La baie d’épines, par Elzbieta (+ vidéo)

Tandis que les adultes spéculent sur les causes économiques, sociales ou politiques des guerres, tandis qu’ils en justifient ou en accusent les acteurs, qu’ils en analysent les évènements, en jugent ou dissimulent les crimes, sans pour autant jamais parvenir à en empêcher le retour, les enfants, eux, ruminent, le plus souvent secrètement, l’énigme véritable de cette malédiction.

Provisoirement libre de raisonnements idéologiques ou de nostalgies, l’enfant s’interroge sans détours trompeurs sur des vérités élémentaires : qu’est-ce que la guerre ? Quelle raison absurde, insupportable, plus forte que l’amour de leurs enfants, oblige les humains à accepter de tout perdre, y compris la vie ? Et puis, qu’est-ce que la cruauté ? Pourquoi tel groupe humain est-il choisi pour ennemi ? Pourquoi est-il décrété intrinsèquement mauvais ? Et s’il l’est, par quel miracle peut-il un jour, par sa défaite ou sa victoire, cesser de l’être ? 

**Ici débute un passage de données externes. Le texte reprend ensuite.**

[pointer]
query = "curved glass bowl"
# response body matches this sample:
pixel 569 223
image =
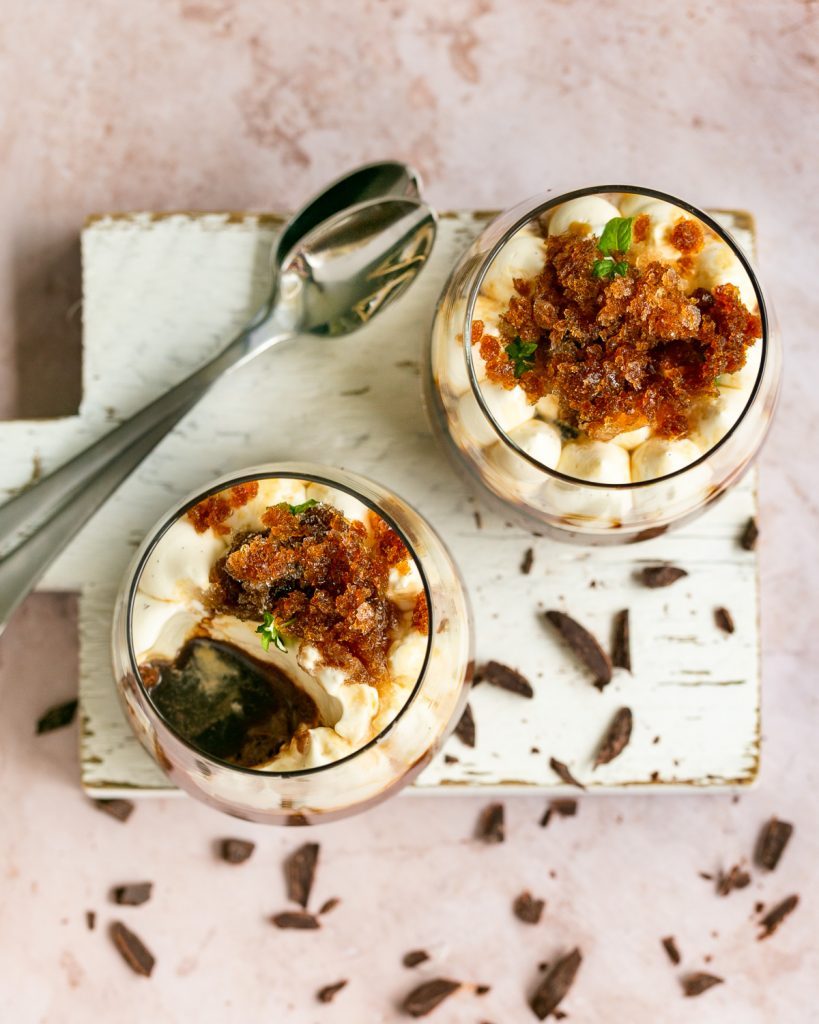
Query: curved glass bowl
pixel 386 763
pixel 539 496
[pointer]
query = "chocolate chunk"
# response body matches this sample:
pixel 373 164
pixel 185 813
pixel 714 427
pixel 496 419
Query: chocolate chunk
pixel 236 851
pixel 699 982
pixel 563 773
pixel 505 678
pixel 670 945
pixel 527 908
pixel 296 919
pixel 329 992
pixel 426 997
pixel 621 645
pixel 774 918
pixel 415 956
pixel 490 823
pixel 660 576
pixel 465 730
pixel 132 949
pixel 737 878
pixel 724 620
pixel 119 809
pixel 616 738
pixel 584 646
pixel 300 871
pixel 56 717
pixel 565 808
pixel 749 535
pixel 773 840
pixel 132 895
pixel 555 986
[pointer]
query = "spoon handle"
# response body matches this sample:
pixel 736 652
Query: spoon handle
pixel 37 524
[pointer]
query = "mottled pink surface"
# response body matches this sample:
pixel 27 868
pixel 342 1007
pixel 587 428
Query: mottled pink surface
pixel 163 104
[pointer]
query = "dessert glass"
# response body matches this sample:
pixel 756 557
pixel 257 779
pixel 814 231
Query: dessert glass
pixel 379 768
pixel 494 443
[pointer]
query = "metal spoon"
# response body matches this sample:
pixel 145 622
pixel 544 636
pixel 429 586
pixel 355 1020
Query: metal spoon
pixel 338 276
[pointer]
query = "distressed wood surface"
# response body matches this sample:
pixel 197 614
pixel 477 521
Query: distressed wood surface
pixel 163 293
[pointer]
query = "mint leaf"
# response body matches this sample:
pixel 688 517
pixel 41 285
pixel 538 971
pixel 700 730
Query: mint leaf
pixel 522 354
pixel 616 237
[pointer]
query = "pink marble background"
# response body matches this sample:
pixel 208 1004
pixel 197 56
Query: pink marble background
pixel 215 104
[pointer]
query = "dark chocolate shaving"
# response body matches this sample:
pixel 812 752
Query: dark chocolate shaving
pixel 773 840
pixel 300 871
pixel 465 730
pixel 329 992
pixel 672 949
pixel 775 916
pixel 527 908
pixel 507 679
pixel 490 823
pixel 660 576
pixel 724 620
pixel 584 646
pixel 132 949
pixel 699 982
pixel 299 920
pixel 426 997
pixel 616 738
pixel 119 809
pixel 236 851
pixel 132 895
pixel 56 717
pixel 621 643
pixel 555 985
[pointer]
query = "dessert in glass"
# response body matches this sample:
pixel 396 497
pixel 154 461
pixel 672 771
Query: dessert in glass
pixel 603 363
pixel 292 644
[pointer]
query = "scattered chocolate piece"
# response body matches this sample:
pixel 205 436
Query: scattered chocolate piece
pixel 505 678
pixel 773 840
pixel 300 871
pixel 132 949
pixel 527 908
pixel 563 773
pixel 555 986
pixel 296 919
pixel 584 646
pixel 621 645
pixel 699 982
pixel 426 997
pixel 236 851
pixel 329 992
pixel 415 956
pixel 465 730
pixel 749 535
pixel 660 576
pixel 490 823
pixel 737 878
pixel 56 717
pixel 616 738
pixel 132 895
pixel 774 918
pixel 119 809
pixel 724 620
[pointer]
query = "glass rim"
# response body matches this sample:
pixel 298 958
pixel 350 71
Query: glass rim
pixel 535 207
pixel 286 471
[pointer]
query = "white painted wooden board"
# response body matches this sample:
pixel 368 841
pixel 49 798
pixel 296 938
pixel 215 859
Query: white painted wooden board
pixel 163 293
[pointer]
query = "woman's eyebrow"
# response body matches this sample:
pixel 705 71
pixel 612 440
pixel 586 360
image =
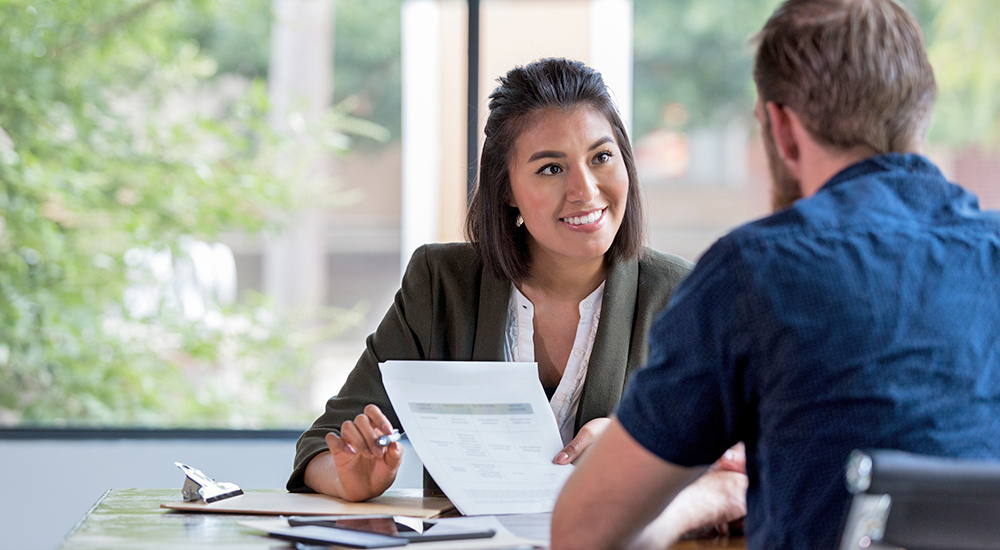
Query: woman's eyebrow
pixel 559 155
pixel 546 154
pixel 602 141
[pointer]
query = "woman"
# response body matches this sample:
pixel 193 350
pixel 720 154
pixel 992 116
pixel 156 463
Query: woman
pixel 556 273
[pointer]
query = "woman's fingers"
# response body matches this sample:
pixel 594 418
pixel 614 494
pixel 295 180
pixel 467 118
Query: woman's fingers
pixel 338 445
pixel 733 460
pixel 358 434
pixel 378 419
pixel 585 438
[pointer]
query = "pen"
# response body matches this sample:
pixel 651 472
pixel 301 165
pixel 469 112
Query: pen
pixel 385 440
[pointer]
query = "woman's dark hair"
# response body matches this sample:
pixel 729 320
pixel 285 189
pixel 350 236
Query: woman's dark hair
pixel 492 224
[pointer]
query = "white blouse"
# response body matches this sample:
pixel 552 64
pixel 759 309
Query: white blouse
pixel 519 346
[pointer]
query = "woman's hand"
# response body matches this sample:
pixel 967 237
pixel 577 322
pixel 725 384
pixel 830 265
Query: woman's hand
pixel 357 467
pixel 587 435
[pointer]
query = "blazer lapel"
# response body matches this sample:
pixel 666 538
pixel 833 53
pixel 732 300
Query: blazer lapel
pixel 491 323
pixel 609 357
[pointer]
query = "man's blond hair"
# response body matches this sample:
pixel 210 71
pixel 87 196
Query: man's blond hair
pixel 855 72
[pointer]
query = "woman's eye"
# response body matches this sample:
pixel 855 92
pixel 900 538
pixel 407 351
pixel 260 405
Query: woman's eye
pixel 602 157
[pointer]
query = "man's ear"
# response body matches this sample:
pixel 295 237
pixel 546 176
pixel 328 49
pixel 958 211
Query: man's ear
pixel 785 134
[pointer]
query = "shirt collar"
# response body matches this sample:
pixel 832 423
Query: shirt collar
pixel 911 162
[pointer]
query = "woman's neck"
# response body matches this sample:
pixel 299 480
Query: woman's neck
pixel 564 278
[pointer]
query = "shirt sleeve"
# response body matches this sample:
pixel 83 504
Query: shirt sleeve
pixel 687 404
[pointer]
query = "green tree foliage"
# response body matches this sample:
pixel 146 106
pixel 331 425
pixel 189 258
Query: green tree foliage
pixel 964 47
pixel 367 64
pixel 96 160
pixel 695 53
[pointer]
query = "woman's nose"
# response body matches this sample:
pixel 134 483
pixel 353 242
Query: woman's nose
pixel 581 186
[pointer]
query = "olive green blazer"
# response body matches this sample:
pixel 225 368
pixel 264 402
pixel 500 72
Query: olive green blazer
pixel 450 309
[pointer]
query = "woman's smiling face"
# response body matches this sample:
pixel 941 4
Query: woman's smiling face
pixel 569 182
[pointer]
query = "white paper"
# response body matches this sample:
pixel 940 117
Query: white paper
pixel 484 431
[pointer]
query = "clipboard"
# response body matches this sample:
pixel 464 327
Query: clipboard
pixel 394 502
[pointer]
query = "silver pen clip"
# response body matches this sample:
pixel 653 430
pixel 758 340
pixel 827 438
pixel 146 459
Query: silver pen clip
pixel 200 487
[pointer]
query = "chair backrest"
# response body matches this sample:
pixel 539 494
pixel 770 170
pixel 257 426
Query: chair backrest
pixel 921 502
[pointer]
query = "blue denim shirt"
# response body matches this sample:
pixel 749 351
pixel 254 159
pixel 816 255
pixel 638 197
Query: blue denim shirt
pixel 866 316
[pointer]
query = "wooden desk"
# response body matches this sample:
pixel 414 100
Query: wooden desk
pixel 131 519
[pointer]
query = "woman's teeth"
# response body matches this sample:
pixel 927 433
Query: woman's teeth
pixel 584 220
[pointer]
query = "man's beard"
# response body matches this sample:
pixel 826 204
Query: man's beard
pixel 785 188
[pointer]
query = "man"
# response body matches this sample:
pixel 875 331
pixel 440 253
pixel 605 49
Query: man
pixel 862 314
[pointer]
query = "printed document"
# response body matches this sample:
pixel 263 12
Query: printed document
pixel 484 430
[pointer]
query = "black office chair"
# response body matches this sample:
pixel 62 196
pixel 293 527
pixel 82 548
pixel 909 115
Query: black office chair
pixel 903 500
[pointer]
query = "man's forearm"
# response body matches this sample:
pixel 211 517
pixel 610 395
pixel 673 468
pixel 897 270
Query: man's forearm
pixel 616 491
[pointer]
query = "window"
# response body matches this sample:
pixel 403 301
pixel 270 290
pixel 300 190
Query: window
pixel 205 207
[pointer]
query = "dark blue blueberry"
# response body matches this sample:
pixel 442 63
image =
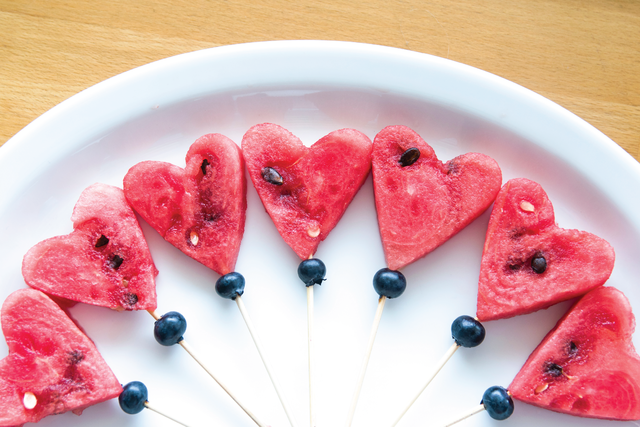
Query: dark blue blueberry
pixel 312 271
pixel 230 285
pixel 169 329
pixel 389 283
pixel 467 331
pixel 133 397
pixel 497 402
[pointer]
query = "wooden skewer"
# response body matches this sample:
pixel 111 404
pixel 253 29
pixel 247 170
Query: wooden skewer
pixel 474 411
pixel 310 338
pixel 365 363
pixel 191 352
pixel 247 320
pixel 148 406
pixel 439 366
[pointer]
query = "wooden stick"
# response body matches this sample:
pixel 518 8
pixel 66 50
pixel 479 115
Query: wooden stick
pixel 474 411
pixel 256 341
pixel 192 353
pixel 148 406
pixel 310 337
pixel 439 366
pixel 365 363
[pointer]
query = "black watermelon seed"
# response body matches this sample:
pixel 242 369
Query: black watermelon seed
pixel 75 357
pixel 116 262
pixel 204 165
pixel 572 348
pixel 409 157
pixel 131 298
pixel 272 176
pixel 539 264
pixel 553 369
pixel 102 241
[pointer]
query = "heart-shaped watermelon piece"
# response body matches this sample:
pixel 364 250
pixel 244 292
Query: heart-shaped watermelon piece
pixel 52 366
pixel 587 365
pixel 200 209
pixel 422 202
pixel 306 190
pixel 105 261
pixel 522 233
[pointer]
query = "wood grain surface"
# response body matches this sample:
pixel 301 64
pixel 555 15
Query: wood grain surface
pixel 582 54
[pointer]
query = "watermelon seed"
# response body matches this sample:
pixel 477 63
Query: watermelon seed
pixel 541 388
pixel 194 238
pixel 553 369
pixel 573 347
pixel 204 165
pixel 131 299
pixel 116 262
pixel 527 207
pixel 75 357
pixel 409 157
pixel 539 264
pixel 102 241
pixel 313 231
pixel 29 400
pixel 272 176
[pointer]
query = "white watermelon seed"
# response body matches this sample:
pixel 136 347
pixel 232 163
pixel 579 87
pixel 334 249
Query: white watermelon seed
pixel 527 207
pixel 313 231
pixel 29 401
pixel 194 238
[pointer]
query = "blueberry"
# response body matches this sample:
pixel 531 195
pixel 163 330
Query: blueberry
pixel 133 397
pixel 169 329
pixel 467 331
pixel 497 402
pixel 389 283
pixel 312 271
pixel 230 285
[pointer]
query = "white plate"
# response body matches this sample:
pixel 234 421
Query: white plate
pixel 155 112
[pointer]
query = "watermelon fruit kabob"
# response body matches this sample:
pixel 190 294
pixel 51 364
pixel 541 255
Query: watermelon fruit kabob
pixel 201 210
pixel 105 261
pixel 421 203
pixel 528 262
pixel 305 191
pixel 52 366
pixel 586 366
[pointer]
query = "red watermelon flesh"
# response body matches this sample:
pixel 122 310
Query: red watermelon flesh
pixel 105 261
pixel 318 183
pixel 422 205
pixel 587 365
pixel 50 358
pixel 200 209
pixel 522 226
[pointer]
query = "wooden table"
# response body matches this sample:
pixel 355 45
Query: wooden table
pixel 582 54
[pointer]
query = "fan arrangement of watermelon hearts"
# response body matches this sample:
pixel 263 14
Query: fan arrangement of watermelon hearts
pixel 586 366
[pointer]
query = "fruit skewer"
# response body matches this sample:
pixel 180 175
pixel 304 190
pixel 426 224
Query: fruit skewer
pixel 169 330
pixel 496 401
pixel 231 286
pixel 466 332
pixel 312 272
pixel 135 397
pixel 388 284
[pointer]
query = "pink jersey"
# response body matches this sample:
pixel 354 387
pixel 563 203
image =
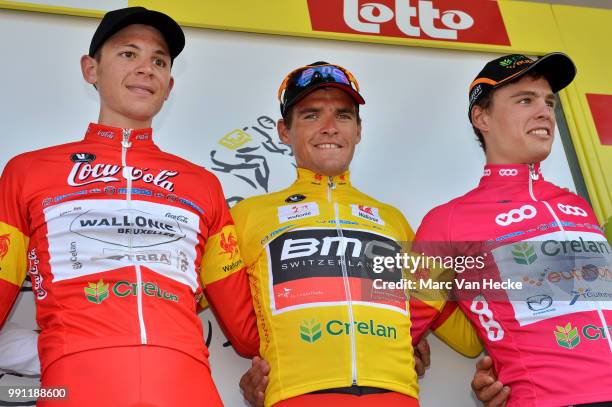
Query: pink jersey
pixel 550 340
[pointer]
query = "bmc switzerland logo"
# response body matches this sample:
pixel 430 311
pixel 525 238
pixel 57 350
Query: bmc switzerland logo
pixel 477 21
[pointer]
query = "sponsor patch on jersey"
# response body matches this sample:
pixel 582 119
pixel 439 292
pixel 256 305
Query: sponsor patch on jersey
pixel 368 213
pixel 561 273
pixel 295 198
pixel 100 235
pixel 298 211
pixel 82 157
pixel 307 268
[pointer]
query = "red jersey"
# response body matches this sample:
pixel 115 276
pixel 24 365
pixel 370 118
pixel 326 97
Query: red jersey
pixel 113 232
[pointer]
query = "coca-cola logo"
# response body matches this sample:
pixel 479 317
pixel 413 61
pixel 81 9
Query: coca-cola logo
pixel 478 21
pixel 83 173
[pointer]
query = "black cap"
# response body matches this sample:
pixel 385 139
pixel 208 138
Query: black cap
pixel 115 20
pixel 293 92
pixel 556 67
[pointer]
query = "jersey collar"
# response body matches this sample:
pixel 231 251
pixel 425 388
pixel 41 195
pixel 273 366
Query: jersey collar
pixel 311 177
pixel 511 173
pixel 99 133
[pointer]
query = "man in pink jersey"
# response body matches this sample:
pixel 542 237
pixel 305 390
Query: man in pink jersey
pixel 548 341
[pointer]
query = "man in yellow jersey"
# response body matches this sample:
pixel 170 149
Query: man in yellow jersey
pixel 330 337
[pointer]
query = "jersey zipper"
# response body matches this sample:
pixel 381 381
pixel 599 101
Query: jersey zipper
pixel 125 145
pixel 345 278
pixel 533 176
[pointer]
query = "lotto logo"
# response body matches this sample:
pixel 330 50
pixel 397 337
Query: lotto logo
pixel 474 22
pixel 571 210
pixel 508 172
pixel 480 307
pixel 516 215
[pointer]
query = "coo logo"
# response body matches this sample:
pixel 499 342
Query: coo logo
pixel 571 210
pixel 375 14
pixel 480 307
pixel 5 242
pixel 508 172
pixel 516 215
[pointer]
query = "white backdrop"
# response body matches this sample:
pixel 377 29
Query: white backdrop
pixel 417 149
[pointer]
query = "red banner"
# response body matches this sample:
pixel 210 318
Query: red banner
pixel 601 106
pixel 477 21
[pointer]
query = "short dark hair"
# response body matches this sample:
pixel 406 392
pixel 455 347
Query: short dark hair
pixel 288 117
pixel 486 101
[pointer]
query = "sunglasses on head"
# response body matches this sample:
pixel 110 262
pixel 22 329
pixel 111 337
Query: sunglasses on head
pixel 313 74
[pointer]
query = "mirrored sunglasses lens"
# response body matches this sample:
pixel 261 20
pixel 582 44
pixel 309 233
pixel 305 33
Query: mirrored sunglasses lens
pixel 321 74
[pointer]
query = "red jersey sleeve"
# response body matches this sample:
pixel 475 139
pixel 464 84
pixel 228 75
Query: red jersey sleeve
pixel 225 280
pixel 14 234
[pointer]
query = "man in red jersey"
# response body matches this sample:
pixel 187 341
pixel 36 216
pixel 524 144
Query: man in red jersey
pixel 113 232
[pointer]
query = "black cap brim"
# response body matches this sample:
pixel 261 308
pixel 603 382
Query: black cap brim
pixel 116 20
pixel 556 67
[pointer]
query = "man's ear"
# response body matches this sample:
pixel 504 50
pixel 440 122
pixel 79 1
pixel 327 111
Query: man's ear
pixel 480 119
pixel 283 132
pixel 89 69
pixel 170 86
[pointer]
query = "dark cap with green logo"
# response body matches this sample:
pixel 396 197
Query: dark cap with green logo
pixel 556 67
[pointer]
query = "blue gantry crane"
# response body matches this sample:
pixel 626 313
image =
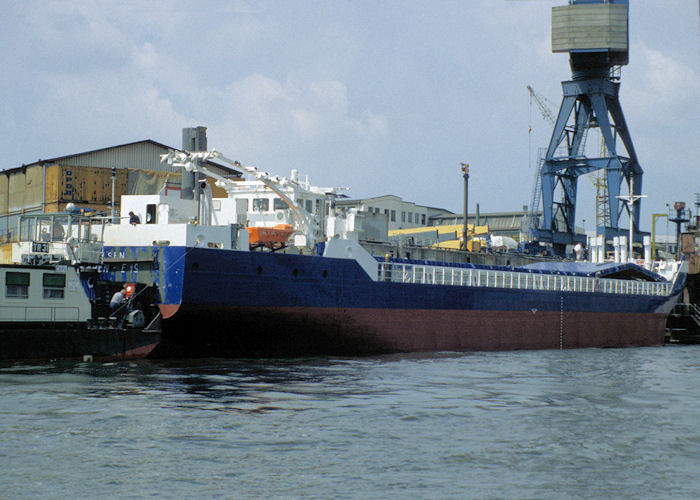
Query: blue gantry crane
pixel 595 34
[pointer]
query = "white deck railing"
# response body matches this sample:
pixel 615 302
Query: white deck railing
pixel 438 275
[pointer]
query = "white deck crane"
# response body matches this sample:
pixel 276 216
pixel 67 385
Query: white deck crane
pixel 307 227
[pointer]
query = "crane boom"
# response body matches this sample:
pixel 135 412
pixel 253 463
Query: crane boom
pixel 194 162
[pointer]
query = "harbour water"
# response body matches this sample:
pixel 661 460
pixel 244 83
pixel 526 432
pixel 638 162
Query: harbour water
pixel 590 423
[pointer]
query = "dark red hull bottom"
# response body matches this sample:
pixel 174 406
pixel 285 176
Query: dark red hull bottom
pixel 287 332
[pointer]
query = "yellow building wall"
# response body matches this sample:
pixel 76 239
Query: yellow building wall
pixel 89 185
pixel 4 192
pixel 6 253
pixel 17 185
pixel 52 176
pixel 34 186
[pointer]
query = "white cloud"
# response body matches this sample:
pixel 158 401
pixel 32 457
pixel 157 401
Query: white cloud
pixel 310 112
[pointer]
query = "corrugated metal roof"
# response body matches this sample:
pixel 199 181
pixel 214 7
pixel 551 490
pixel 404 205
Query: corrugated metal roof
pixel 142 155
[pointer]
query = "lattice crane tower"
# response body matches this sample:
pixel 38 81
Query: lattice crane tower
pixel 595 34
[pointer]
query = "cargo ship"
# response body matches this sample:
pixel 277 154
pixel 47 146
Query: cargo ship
pixel 323 292
pixel 49 310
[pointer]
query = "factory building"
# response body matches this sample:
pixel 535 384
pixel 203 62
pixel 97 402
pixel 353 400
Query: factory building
pixel 400 214
pixel 86 180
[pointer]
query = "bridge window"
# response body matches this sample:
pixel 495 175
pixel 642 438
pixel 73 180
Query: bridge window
pixel 17 285
pixel 54 286
pixel 261 204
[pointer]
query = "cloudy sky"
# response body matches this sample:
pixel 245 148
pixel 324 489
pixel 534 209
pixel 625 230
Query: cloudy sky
pixel 384 97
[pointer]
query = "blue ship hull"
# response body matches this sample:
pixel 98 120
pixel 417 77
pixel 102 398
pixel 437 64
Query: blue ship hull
pixel 236 303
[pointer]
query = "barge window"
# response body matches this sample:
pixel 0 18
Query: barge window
pixel 54 286
pixel 17 285
pixel 261 204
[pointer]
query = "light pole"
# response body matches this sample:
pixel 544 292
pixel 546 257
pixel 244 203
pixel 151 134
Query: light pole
pixel 465 174
pixel 630 199
pixel 114 179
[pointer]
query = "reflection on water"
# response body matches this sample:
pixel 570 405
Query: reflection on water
pixel 545 424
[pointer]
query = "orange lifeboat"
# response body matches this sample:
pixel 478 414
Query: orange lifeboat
pixel 273 238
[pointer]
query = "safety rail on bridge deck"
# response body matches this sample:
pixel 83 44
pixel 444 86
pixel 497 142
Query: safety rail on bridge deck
pixel 438 275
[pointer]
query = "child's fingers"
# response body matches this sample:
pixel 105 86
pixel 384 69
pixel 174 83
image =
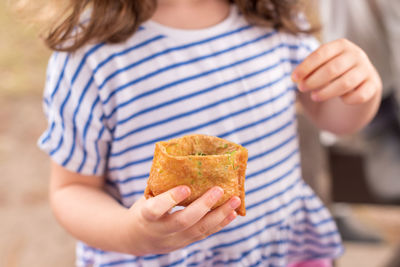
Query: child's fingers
pixel 328 72
pixel 193 213
pixel 361 94
pixel 156 207
pixel 316 59
pixel 213 221
pixel 342 85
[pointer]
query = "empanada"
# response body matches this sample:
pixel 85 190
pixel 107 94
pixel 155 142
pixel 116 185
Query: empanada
pixel 200 162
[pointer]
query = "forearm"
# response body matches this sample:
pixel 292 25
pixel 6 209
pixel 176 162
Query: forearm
pixel 337 117
pixel 90 215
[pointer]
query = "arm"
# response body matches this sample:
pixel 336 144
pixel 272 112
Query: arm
pixel 339 88
pixel 82 207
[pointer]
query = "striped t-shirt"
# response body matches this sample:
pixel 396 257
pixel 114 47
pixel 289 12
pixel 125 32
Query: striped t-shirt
pixel 107 105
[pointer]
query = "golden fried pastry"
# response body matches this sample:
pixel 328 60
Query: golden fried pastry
pixel 200 162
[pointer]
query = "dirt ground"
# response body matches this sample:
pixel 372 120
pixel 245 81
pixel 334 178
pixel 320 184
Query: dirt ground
pixel 30 236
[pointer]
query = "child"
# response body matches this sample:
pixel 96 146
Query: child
pixel 137 72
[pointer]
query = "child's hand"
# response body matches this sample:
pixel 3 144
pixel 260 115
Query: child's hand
pixel 338 69
pixel 152 230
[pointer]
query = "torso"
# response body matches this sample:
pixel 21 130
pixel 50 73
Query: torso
pixel 231 80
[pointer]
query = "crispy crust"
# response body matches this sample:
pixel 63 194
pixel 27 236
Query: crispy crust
pixel 200 162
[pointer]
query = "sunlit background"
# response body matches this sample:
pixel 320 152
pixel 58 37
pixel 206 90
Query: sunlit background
pixel 29 235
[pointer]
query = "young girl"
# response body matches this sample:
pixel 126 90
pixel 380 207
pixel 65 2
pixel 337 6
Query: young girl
pixel 130 73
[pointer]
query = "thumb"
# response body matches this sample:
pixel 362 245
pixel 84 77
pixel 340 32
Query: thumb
pixel 157 206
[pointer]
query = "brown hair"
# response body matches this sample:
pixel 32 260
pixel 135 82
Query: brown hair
pixel 114 21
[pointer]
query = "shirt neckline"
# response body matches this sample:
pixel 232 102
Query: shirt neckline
pixel 194 33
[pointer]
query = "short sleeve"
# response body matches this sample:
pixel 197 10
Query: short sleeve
pixel 76 137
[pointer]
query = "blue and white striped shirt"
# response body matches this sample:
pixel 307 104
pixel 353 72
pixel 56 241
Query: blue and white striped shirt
pixel 107 105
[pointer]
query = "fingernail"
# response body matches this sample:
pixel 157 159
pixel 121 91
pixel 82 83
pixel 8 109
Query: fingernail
pixel 217 192
pixel 232 216
pixel 234 202
pixel 315 97
pixel 301 87
pixel 295 77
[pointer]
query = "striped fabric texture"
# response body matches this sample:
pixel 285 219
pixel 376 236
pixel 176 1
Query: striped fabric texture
pixel 107 105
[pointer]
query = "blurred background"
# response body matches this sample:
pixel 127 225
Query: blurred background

Les enfants savent que les grandes personnes, pas plus qu’eux-mêmes, ne connaissent les réponses à ces questions, et ils pressentent l’arbitraire de la désignation des coupables ou des victimes même si, par loyauté, ils tentent d’ajuster leur pensée aux rationalisations ambigües des adultes en cherchant sur l’ennemi désigné les stigmates justifiant sa condamnation.
Basée sur mes propres expériences d’enfant dans la guerre, la séparation que raconte Flon-Flon et Musette ne doit pas être prise seulement pour l’expression d’une séparation purement physique et affective. La baie d’épines subitement dressée symbolise tout interdit arbitraire, tout système de tri infamant.